As the world act as a silent spectator, at least the women rights groups in Pakistan can up the following steps to highlight the plight of Kashmiri women:
- There should be a special mention of the atrocities committed against Kashmiri women by India on all the events planned to mark the International Women’s Day.
- Pakistani television channels should regularly telecast programmes to create awareness about the Kashmir cause and fight its case.
- Every year on February 23, victims of the Kunan-Poshpora tragedy should be remembered both nationally and internationally. All the Pakistani diplomatic missions, including embassies and consulates across the world, should hold lectures to highlight the day, inviting dignitaries and leaders of public opinion there.
- Pakistani universities and colleges should organise seminars and symposiums on the sufferings of Kashmiri women.
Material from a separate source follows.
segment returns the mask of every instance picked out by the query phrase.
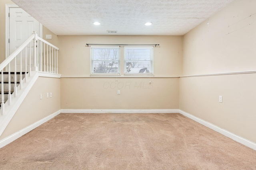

- There is also a need to organise art exhibitions, depicting the Indian atrocities inflicted on Kashmiri women by involving local and foreign artists.
- Efforts should be made to build a memorial to honour the Kashmiri women.
- Finally, and most importantly, women rights groups in Pakistan should impress on their government to take the cases of mass rapes in IoK to the International Court of Justice so that culprits are made accountable and victims receive justice.
It is time to wake up from our deep slumber and act. Let’s speak up for the brave Kashmiri women and raise their plight at every available forum. The victims of Indian atrocities should know that their sufferings and sacrifices will never be forgotten and we will continue our struggle until Kashmir wins its freedom from India.